C’è certamente qualcosa di inquietante nel meccanismo avviato proprio ieri con il nuovo redditometro. Con un click, 128 banche dati hanno già avviato tra loro, al ritmo di 20.200 informazioni al secondo, una conversazione che riguarda ciascuno di noi, contribuenti inermi davanti all’efficienza informatica che tutto conosce.
In qualche remoto luogo del Fisco, tra schermi luminescenti, stampanti inesorabili e camici bianchi, già da qualche ora sta formandosi un elenco di nomi e cognomi, di codici fiscali e di identità cui nessuna legge sulla
privacy garantisce l’anonimato (e questo è il vero rischio, perché se ci sarà un errore, altro che wikileaks...).
Il contribuente onesto non ha nulla da temere, ci viene detto. Giusto, ma ugualmente ci si interroga in famiglia: ma quell’acquisto dell’impianto d’aria condizionata fatto nel 2009, incrociato con l’abbonamento per vedere in tv le partite di Champions, mica farà scattare qualche sospetto nel nuovo infallibile cervellone, dal non rassicurante nome Serpico, come il poliziotto?
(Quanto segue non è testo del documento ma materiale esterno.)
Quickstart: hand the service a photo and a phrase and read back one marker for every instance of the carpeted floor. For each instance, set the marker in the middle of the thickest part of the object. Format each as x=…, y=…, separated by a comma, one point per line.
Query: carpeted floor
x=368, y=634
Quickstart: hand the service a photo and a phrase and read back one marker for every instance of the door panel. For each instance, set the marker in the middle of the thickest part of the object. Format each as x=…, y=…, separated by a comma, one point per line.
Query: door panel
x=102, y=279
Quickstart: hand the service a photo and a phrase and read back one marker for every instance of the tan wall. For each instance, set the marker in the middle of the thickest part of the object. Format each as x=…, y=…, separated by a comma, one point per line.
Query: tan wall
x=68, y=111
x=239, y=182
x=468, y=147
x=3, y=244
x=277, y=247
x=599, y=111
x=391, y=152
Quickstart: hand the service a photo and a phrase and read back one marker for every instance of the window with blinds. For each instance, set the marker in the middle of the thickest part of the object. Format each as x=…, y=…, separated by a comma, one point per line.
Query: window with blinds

In un Paese in cui solo una percentuale infima delle dichiarazioni infedeli viene scovato e sanzionato, basta poco per mettere in allarme. “Non ci sarò anch’io tra i 35 mila che verranno torchiati?”
35 mila sembra un gran numero, mentre è solo una parte infinitamente piccola rispetto alla platea dei soli furbetti del fisco, che sono centinaia di migliaia. Ciascun furbetto pecca in proporzione, naturalmente. Anche un migliaio di euro pagati o incassati in nero sono evasione. E il primo passo dell’Agenzia delle Entrate punta a un introito di circa 25 mila euro pro capite tra i 35 mila individuati. La gradualità è insomma la caratteristica di questa nuova metodologia, anche per dare il tempo a tutti di riflettere e cambiare.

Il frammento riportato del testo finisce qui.